By offering a way for customers to have their DNA sequenced without any fear of being identified, Nebula Genomics hopes to revive interest in personal genetics
Nebula Genomics is introducing a new model for genetic sequencing that emphasizes privacy and consumer ownership of data. It does this by allowing customers to anonymously submit their DNA and pay for sequencing without including any personally identifiable information. In a twist that will interest medical laboratory professionals, Nebula is using blockchain as part of this gene testing service.
Just as all clinical laboratories and anatomic pathology groups are responsible for the privacy of their customers’ protected health information (PHI), so too must personal genomics companies like Nebula, 23andMe, and Ancestry, ensure their customers’ privacy, protect their PHI, and remove all identifiable information from customers’ genetic data before sharing it with research labs and pharmaceutical companies.

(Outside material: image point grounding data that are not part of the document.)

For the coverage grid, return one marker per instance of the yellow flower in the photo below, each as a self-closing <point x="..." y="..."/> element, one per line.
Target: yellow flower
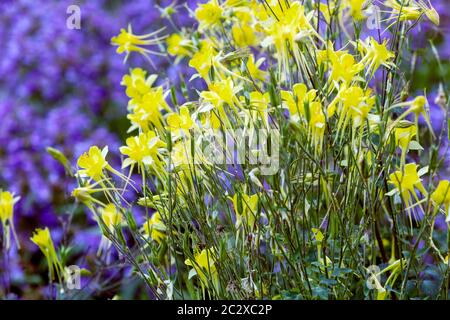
<point x="208" y="14"/>
<point x="110" y="216"/>
<point x="327" y="11"/>
<point x="291" y="26"/>
<point x="376" y="54"/>
<point x="147" y="113"/>
<point x="204" y="265"/>
<point x="253" y="68"/>
<point x="178" y="46"/>
<point x="182" y="121"/>
<point x="317" y="125"/>
<point x="406" y="181"/>
<point x="295" y="100"/>
<point x="7" y="202"/>
<point x="128" y="42"/>
<point x="442" y="195"/>
<point x="243" y="35"/>
<point x="143" y="150"/>
<point x="356" y="8"/>
<point x="93" y="163"/>
<point x="203" y="60"/>
<point x="43" y="239"/>
<point x="245" y="208"/>
<point x="155" y="228"/>
<point x="404" y="135"/>
<point x="412" y="10"/>
<point x="353" y="103"/>
<point x="137" y="84"/>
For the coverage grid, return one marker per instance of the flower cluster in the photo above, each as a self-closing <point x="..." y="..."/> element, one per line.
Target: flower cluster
<point x="298" y="163"/>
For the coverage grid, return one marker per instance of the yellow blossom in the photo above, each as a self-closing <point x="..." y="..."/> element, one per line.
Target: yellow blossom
<point x="407" y="181"/>
<point x="442" y="196"/>
<point x="243" y="35"/>
<point x="178" y="46"/>
<point x="356" y="8"/>
<point x="7" y="202"/>
<point x="128" y="42"/>
<point x="204" y="266"/>
<point x="143" y="150"/>
<point x="111" y="217"/>
<point x="203" y="59"/>
<point x="137" y="84"/>
<point x="375" y="54"/>
<point x="93" y="163"/>
<point x="155" y="228"/>
<point x="253" y="68"/>
<point x="147" y="114"/>
<point x="43" y="239"/>
<point x="182" y="121"/>
<point x="245" y="208"/>
<point x="208" y="14"/>
<point x="412" y="10"/>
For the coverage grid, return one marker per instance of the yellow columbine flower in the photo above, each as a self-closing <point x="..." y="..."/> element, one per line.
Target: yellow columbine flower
<point x="442" y="196"/>
<point x="343" y="65"/>
<point x="93" y="163"/>
<point x="203" y="59"/>
<point x="356" y="8"/>
<point x="406" y="181"/>
<point x="243" y="35"/>
<point x="412" y="10"/>
<point x="352" y="103"/>
<point x="111" y="217"/>
<point x="182" y="121"/>
<point x="7" y="202"/>
<point x="147" y="113"/>
<point x="208" y="14"/>
<point x="155" y="228"/>
<point x="376" y="54"/>
<point x="137" y="84"/>
<point x="292" y="25"/>
<point x="317" y="125"/>
<point x="43" y="239"/>
<point x="295" y="100"/>
<point x="143" y="150"/>
<point x="128" y="42"/>
<point x="404" y="135"/>
<point x="327" y="11"/>
<point x="245" y="208"/>
<point x="178" y="46"/>
<point x="253" y="68"/>
<point x="204" y="265"/>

Additionally, in theory, customers can opt to have all of their personal information deleted (aka, scrubbed) from genetic companies’ databases. Recent high-profile reports, however, have shown this isn’t always easy or successful, leading customers to fear how their private information could be seen and used. (See Dark Daily, “Erasing ‘DNA Footprint’ from the Internet Proves Difficult for Consumers Who Provide Data to Genetic Testing Companies,” December 24, 2018.)
For all the recent advances in sequencing, there remain serious concerns about privacy, and there’s no information more personal than that contained in a person’s DNA.
“People started seeing services they use every day not working the way they were intended. And it’s had a strong whiplash in the genomics space,” Kevin Quinn, the Chief Product Officer at Nebula Genomics, told Wired.
Thus, Nebula’s anonymous DNA sequencing kit could be the answer. The concept is, rather than risking not completely removing all of a customer’s identifying information from the data, don’t receive it in the first place.
“It doesn’t need to be de-identified on our end because it’s already intrinsically separate,” Quinn told Wired. “And that’s never really been done before.”
Blockchain, Privacy, and Lawsuits
In 2018, Nebula began using blockchain to enable its customers to control the use of their genetic data. In addition, customers can earn money from research companies that are willing to pay for their genetic data. This exchange of information for cash has been at the heart of blockchain since the technology’s inception in the cryptocurrency industry in 2008. Since then, blockchain has found use in other industries as well, including healthcare.
Nebula’s terms of privacy states: “Nebula uses blockchain technology to improve transparency and control over genetic data. We are currently in the process of developing our blockchain infrastructure to record user consent settings and requests for access to user data. This will be designed to increase transparency and immutability of data access request and user consent for sharing data. By storing data requests and consent settings on the blockchain, Nebula hopes to enable users to audit any transactions involving their data to ensure that all of the data sharing is acceptable and no misuse of data has taken place.”
Pharmaceutical and research companies are interested in genetics information to drive the development of new drugs. In order to profit, though, these companies need information from millions of genetic tests.
However, 23andMe co-founder and CEO Anne Wojcicki said during a Wall Street Journal (WSJ) Tech Health conference that growth in the genetic company’s sales have slumped, possibly because social media has made people more aware that their private genetic data may not be secure.
“The market definitely slowed last year,” she said. “My hypothesis is that you have some of the effect from Facebook, people concerned about privacy, you had Golden State killer and so people pause.”
Can Clinical Laboratories Be Held Liable for Any of Several Potential Issues?
Of greater concern to healthcare service providers, however, may be the potential for lawsuits.
People who pay for genetic tests through companies like 23andMe may not be aware that they are allowing their genetic information to be shared with other companies. Any time sensitive information is stored, there’s the possibility of it being exposed. This can lead to unique problems for clinical laboratories, as a Science article titled, “Medical DNA Sequencing Leads to Lawsuits and Legal Questions,” describes.
“What is a doctor to do when a patient has results from a direct-to-consumer testing company like 23andMe and asks what implications they have for their health? Or when a lab notifies a doctor that a genetic variant their patient carries, thought meaningless three years ago, is now known to be harmful, but they can’t locate the patient? Can a testing lab be held liable for not regularly reviewing the scientific literature, to track science’s understanding of the gene variants it tests for?”
Anonymity and Blockchain Could Be the Solution
Complete anonymity could solve the sticky issue of privacy and how to maintain it, and Nebula’s use of blockchain provides the mechanism by which customers control the use of their genetic data.
Depending on how Nebula’s use of blockchain works, the model could become useful for clinical pathology laboratories, where the requirement for privacy is not optional. If blockchain turns out to be a secure, transparent method of transmitting genomic sequencing results, then it also may turn out to be a method for transmitting other types of lab test results, which typically contain far less data.
Blockchain continues to be a technology of interest to pathology laboratories. Nebula’s using it to maintain their customers’ anonymity while simultaneously enabling them to control the use of their genetic data is worth watching. It could become a way for patients to access clinical laboratory test results securely and privately.